Tzatziki is one of my favourite things to pair with chicken. You’re much better off making it yourself as well rather than buying it – it’s very easy! See below for a recipe.
- paprika 1 teaspoon
- ground cumin ½ teaspoon
- dried oregano 1 teaspoon
- garlic 3 cloves, minced
- olive oil 1 tablespoon
- chicken thighs 6-8 boneless and skinless
- red onion 1, thinly sliced
- white wine or chicken stock about ¼ cup
- brown or puy lentils 1 x 400g can, rinsed and drained
- tomatoes 4, diced
- telegraph cucumber ½, diced
- baby spinach 4 handfuls
- feta 100g, crumbled
- natural unsweetened yoghurt ½ cup
- dill ¼ cup, finely chopped
- mint ½ cup, finely chopped
- lemon juice of 1
- extra-virgin olive oil 1-2 tablespoons
- Mix paprika, cumin, oregano, garlic and olive oil together and combine with chicken thighs. If you have the time, leave them to marinate for an hour or up to overnight.

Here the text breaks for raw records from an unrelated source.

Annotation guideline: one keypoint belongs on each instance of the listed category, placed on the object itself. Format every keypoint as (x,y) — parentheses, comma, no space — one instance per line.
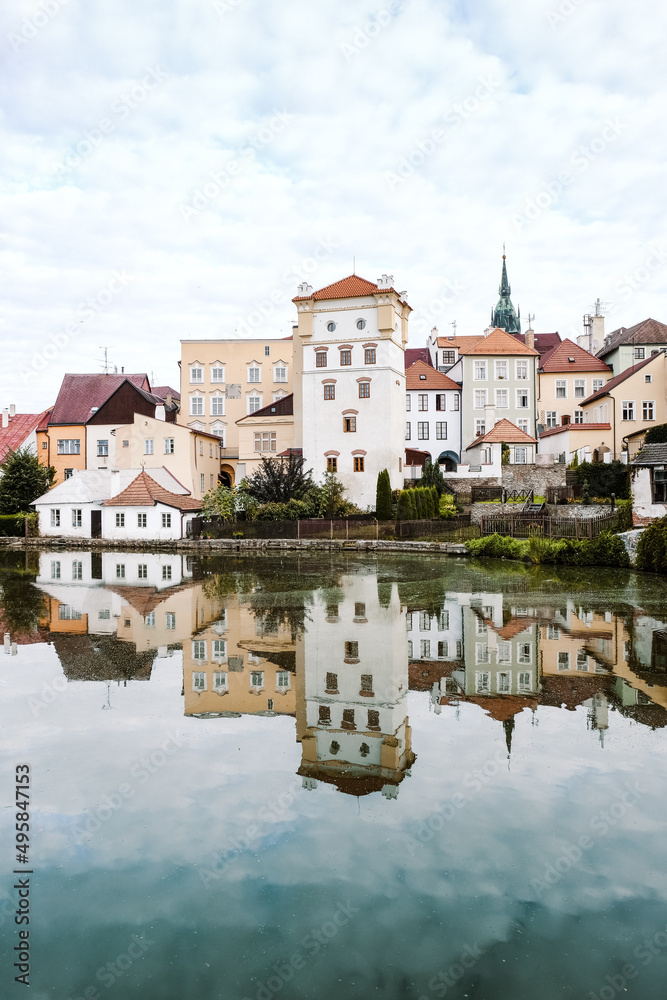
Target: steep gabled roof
(79,393)
(423,376)
(145,492)
(569,357)
(500,342)
(613,382)
(649,331)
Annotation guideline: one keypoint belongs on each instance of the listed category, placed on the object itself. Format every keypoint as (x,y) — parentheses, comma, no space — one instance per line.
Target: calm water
(335,778)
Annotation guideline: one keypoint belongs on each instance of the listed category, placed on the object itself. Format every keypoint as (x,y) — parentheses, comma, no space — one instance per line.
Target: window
(265,440)
(69,446)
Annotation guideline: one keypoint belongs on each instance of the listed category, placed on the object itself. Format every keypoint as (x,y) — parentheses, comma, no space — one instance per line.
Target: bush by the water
(605,550)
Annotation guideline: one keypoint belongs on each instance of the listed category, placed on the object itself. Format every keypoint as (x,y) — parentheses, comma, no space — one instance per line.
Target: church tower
(503,316)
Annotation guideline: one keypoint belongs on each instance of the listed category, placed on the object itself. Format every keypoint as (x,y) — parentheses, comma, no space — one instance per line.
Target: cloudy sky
(174,169)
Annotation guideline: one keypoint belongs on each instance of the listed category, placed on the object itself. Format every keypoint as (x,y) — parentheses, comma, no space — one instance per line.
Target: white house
(433,414)
(349,382)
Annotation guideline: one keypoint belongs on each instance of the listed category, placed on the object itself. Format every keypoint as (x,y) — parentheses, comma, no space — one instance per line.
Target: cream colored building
(224,380)
(192,456)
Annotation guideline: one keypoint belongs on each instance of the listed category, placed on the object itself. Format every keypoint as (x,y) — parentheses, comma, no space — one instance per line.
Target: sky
(173,169)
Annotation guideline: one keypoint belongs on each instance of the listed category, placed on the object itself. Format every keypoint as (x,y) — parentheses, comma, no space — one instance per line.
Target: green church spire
(503,316)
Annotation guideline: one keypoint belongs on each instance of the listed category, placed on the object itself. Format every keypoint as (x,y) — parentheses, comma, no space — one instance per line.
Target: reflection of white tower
(355,732)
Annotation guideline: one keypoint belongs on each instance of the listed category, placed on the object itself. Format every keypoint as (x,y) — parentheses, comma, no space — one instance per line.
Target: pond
(332,776)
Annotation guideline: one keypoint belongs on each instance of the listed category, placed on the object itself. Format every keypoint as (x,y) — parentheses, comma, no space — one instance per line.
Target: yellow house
(264,434)
(224,380)
(193,457)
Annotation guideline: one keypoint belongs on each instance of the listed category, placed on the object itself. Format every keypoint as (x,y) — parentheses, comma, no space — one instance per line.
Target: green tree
(383,510)
(23,481)
(279,480)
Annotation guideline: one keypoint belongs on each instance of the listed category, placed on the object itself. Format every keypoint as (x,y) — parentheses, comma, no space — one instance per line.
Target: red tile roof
(20,427)
(145,492)
(431,379)
(78,393)
(499,342)
(503,431)
(558,359)
(574,427)
(613,382)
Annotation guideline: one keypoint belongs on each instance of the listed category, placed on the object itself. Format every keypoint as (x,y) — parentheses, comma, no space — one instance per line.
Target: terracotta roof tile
(499,342)
(558,359)
(432,379)
(145,492)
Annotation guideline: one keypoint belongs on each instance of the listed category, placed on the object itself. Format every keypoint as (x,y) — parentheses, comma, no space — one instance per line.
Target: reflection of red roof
(20,427)
(145,492)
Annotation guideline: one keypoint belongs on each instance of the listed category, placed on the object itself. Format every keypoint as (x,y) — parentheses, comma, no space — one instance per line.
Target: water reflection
(340,650)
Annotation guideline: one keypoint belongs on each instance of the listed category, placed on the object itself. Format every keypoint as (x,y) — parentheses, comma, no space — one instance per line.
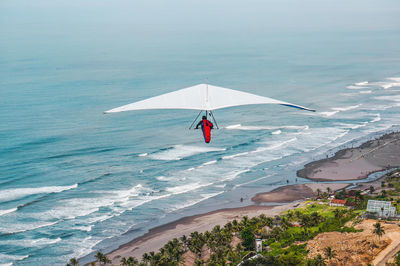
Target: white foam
(393,98)
(357,87)
(276,146)
(11,258)
(210,162)
(15,193)
(189,203)
(227,157)
(186,188)
(328,114)
(79,207)
(30,242)
(240,127)
(353,126)
(4,212)
(181,151)
(347,108)
(376,119)
(397,79)
(235,174)
(20,228)
(339,109)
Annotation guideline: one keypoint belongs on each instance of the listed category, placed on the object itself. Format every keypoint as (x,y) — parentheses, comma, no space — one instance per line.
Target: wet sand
(356,163)
(347,164)
(159,236)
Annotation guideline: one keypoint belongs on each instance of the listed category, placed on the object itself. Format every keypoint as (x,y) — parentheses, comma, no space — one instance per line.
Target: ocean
(74,181)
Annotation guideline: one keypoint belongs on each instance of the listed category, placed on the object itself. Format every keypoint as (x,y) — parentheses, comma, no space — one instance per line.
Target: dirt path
(390,251)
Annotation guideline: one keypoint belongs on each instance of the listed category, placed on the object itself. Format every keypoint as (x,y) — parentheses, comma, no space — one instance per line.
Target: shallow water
(74,180)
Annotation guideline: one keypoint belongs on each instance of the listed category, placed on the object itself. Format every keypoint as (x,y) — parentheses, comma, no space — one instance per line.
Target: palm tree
(319,261)
(124,262)
(132,261)
(379,230)
(329,253)
(146,258)
(73,262)
(371,189)
(269,222)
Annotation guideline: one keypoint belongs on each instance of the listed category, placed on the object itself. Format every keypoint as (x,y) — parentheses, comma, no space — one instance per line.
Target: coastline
(356,163)
(372,155)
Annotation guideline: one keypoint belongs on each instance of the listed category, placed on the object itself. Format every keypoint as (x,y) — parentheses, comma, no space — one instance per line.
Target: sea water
(74,181)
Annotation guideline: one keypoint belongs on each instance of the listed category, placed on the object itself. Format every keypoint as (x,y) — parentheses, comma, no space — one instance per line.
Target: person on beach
(206,127)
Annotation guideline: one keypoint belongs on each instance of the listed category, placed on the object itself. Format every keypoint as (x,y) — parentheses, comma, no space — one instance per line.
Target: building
(258,245)
(337,203)
(381,208)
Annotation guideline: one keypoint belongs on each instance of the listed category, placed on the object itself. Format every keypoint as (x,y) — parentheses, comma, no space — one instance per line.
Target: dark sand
(347,164)
(356,163)
(159,236)
(295,192)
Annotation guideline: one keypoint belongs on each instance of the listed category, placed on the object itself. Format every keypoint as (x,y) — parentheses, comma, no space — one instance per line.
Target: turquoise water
(74,180)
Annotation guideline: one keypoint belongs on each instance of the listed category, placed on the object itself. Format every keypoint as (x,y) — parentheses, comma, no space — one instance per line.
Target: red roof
(337,201)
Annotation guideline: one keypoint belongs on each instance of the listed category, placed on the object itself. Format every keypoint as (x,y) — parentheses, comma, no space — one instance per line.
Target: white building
(258,245)
(381,208)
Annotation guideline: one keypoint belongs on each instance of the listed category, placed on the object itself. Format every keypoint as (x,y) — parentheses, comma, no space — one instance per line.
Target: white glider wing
(201,97)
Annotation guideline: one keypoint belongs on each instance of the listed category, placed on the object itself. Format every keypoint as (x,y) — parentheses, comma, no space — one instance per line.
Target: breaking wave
(15,193)
(181,151)
(4,212)
(240,127)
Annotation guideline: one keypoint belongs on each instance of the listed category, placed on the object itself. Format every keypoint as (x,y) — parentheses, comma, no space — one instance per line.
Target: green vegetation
(284,237)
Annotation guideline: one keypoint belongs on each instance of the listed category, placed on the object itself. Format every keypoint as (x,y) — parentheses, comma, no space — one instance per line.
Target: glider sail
(201,97)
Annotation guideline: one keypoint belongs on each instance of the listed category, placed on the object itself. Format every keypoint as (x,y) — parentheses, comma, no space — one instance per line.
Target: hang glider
(202,97)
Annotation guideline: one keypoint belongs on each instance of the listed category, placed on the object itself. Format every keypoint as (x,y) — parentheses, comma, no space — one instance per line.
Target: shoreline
(157,237)
(371,154)
(356,163)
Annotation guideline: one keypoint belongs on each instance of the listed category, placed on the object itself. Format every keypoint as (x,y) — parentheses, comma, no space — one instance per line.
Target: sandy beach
(159,236)
(356,163)
(295,192)
(347,164)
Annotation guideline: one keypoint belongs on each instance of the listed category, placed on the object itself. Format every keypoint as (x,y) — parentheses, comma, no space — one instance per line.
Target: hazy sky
(206,15)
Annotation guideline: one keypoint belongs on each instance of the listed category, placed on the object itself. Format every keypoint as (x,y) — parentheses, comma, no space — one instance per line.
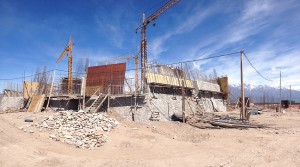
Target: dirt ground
(157,144)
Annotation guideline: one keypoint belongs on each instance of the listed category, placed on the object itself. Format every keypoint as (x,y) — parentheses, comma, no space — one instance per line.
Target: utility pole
(108,98)
(183,101)
(290,95)
(243,114)
(280,94)
(51,88)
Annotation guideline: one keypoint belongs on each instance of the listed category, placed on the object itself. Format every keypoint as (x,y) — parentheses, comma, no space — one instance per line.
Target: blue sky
(34,33)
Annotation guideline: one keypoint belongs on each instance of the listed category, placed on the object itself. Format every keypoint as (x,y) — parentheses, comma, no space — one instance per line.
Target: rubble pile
(84,130)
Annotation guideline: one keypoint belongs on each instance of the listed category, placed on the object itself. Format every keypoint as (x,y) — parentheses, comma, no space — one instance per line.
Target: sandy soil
(157,144)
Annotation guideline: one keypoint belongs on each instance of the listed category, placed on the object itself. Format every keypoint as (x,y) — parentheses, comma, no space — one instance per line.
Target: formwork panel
(102,76)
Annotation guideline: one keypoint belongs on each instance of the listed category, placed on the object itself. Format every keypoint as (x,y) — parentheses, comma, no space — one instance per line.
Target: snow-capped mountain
(263,93)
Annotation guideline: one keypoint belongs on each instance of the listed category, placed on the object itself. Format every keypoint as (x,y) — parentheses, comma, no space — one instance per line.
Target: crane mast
(143,27)
(68,51)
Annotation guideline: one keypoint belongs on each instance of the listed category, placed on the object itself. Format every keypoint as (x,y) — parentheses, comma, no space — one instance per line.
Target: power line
(256,69)
(154,6)
(175,63)
(26,76)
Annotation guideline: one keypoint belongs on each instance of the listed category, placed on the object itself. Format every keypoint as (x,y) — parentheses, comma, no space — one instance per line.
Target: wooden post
(243,113)
(290,96)
(83,86)
(169,111)
(108,98)
(50,90)
(183,101)
(280,94)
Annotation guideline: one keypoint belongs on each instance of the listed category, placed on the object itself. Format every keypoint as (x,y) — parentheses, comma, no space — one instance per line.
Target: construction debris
(8,104)
(84,130)
(215,121)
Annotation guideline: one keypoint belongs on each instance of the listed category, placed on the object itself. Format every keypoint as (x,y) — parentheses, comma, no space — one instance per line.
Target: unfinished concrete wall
(11,103)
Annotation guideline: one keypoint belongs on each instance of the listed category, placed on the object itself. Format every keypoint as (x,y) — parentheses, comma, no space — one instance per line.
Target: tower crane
(68,51)
(143,27)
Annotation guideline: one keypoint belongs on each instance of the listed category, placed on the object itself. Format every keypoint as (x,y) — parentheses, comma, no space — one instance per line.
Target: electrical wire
(154,6)
(255,68)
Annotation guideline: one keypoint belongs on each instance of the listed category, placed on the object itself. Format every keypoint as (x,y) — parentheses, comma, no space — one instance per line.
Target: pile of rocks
(84,130)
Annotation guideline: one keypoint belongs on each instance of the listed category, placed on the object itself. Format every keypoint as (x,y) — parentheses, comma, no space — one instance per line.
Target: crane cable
(255,68)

- Heat a drizzle of oil in a large fry pan or pre-heat BBQ on medium to high heat. Season marinated chicken with salt and cook for 3-4 minutes each side or until cooked through. Set aside to rest for 5-10 minutes, keeping pan on the heat.
- Add onion and cook until soft and starting to caramelise, 3-4 minutes – add a little wine or chicken stock during cooking to lift the chicken pan brownings and stop them from burning on the bottom of the pan. Add lentils and toss to heat through. Season to taste with salt and pepper.
- Combine all tzatziki dressing ingredients. Season to taste with salt and pepper.
- To serve, slice chicken and toss with onion, lentils, tomatoes, cucumber, baby spinach and feta. Divide between plates and dress with tzatziki dressing.